Vücut, mukoza boyunca emdiği demir miktarını önemli ölçüde azaltabilir. Demir taşıma sürecini tamamen durdurabilecek gibi görünmüyor. Ayrıca, aşırı demirin bağırsak astarına zarar verdiği durumlarda (örneğin, çocuklar yetişkinlerin tüketimi için üretilmiş çok miktarda demir tableti yediğinde), daha da fazla demir kan dolaşımına girebilir ve potansiyel olarak ölümcül bir aşırı demir yüklenmesi sendromuna neden olabilir. Dolaşımdaki büyük miktarlarda serbest demir, karaciğer, kalp ve diğer metabolik olarak aktif organlardaki kritik hücrelere zarar verir .

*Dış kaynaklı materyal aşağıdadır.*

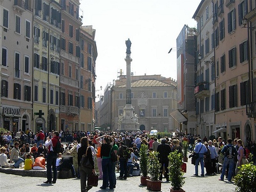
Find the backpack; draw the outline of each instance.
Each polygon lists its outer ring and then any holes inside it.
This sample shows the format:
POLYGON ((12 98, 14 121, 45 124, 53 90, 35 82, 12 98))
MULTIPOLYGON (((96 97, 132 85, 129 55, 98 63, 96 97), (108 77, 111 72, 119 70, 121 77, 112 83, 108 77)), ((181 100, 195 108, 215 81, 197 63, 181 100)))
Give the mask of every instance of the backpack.
POLYGON ((122 155, 124 158, 124 159, 128 160, 131 158, 131 152, 125 145, 122 145, 122 155))
POLYGON ((52 149, 53 151, 55 152, 56 154, 58 154, 59 153, 62 153, 62 149, 61 149, 61 143, 60 143, 60 141, 59 141, 59 139, 58 139, 58 141, 57 141, 57 144, 56 146, 54 147, 52 145, 52 149))
POLYGON ((236 155, 236 152, 234 151, 236 148, 233 146, 228 146, 227 150, 226 150, 225 153, 225 156, 227 157, 228 159, 233 159, 236 155))

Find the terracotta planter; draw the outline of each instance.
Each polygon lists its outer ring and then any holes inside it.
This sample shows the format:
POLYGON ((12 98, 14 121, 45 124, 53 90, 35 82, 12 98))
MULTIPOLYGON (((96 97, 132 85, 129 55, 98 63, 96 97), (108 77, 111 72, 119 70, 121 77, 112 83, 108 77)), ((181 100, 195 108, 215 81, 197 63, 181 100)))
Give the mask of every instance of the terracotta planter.
POLYGON ((183 157, 183 161, 184 162, 187 162, 188 159, 188 158, 187 158, 187 157, 183 157))
POLYGON ((185 191, 181 188, 180 188, 179 190, 174 190, 173 188, 170 188, 170 192, 185 192, 185 191))
POLYGON ((140 177, 140 183, 141 184, 141 185, 146 185, 146 179, 150 179, 150 177, 141 176, 140 177))
POLYGON ((146 179, 146 188, 154 191, 160 191, 162 186, 162 181, 152 181, 151 179, 146 179))

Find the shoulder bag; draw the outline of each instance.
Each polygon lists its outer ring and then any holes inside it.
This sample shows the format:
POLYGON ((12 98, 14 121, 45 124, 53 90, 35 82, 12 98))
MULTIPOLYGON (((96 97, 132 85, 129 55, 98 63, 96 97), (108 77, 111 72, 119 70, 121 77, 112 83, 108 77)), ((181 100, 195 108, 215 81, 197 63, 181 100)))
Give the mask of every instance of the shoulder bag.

Demir toksisitesi, dolaşımdaki demir miktarı onu bağlamak için mevcut transferrin miktarını aştığında ortaya çıkar, ancak vücut demir alımını güçlü bir şekilde düzenleyebilir. Bu nedenle, alımdan kaynaklanan demir toksisitesi, genellikle diyetteki değişikliklerden ziyade demir tableti aşırı tüketimi gibi olağanüstü durumların sonucudur . Demir alımından kaynaklanan akut toksisite türü, diğer problemlerin yanı sıra gastrointestinal sistemde ciddi mukozal hasara neden olur.

Fazla demir, daha yüksek hastalık ve ölüm oranlarıyla ilişkilendirilmiştir. Örneğin, düşük ferroportin ekspresyonuna sahip (daha yüksek hücre içi demir konsantrasyonlarına yol açan) meme kanseri hastaları , ortalama olarak daha kısa bir süre hayatta kalırken, yüksek ferroportin ekspresyonu, meme kanseri hastalarında %90 10 yıllık sağkalımı öngörmektedir. Benzer şekilde, serum demir düzeylerini arttırdığı bilinen demir taşıyıcı genlerdeki genetik varyasyonlar da yaşam süresini ve sağlıkta geçirilen ortalama yıl sayısını azaltır . Hemokromatozdan sorumlu olanlar (aşağıya bakınız) gibi demir emilimini artıran mutasyonların, demir eksikliği anemisine karşı seçici bir avantaj sağladıkları için Neolitik zamanlarda seçildiği öne sürülmüştür . Sistemik demir seviyelerindeki artış, yaşlılıkta patolojik hale gelir ve bu, antagonistik pleiotropinin veya "hiperfonksiyonun" insan yaşlanmasına neden olduğu fikrini destekler .

Kronik demir toksisitesi genellikle genetik hastalıklar, tekrarlanan transfüzyonlar veya diğer nedenlerle ilişkili daha kronik aşırı demir yüklenmesi sendromlarının sonucudur. Bu gibi durumlarda bir yetişkinin demir depoları 50 gram (normal toplam vücut demirinin 10 katı) veya daha fazla olabilir. Aşırı demir yüklenmesinin en yaygın hastalıkları , HFE genindeki mutasyonların neden olduğu kalıtsal hemokromatoz (HH) ve hemojuvelin ( HJV ) veya hepsidin ( HAMP ) mutasyonlarının neden olduğu daha ciddi hastalık juvenil hemokromatozisidir (JH ). Genetik aşırı demir yükleme bozukluklarının çoğunu oluşturan çeşitli yetişkin hemokromatozis biçimlerinin çoğunun kesin mekanizmaları çözülmemiştir. Bu nedenle, araştırmacılar hemokromatozisin yetişkin varyantlarına neden olan genetik mutasyonları tespit edebilmiş olsalar da, şimdi dikkatlerini bu mutasyona uğramış genlerin normal işlevine çevirmeleri gerekiyor.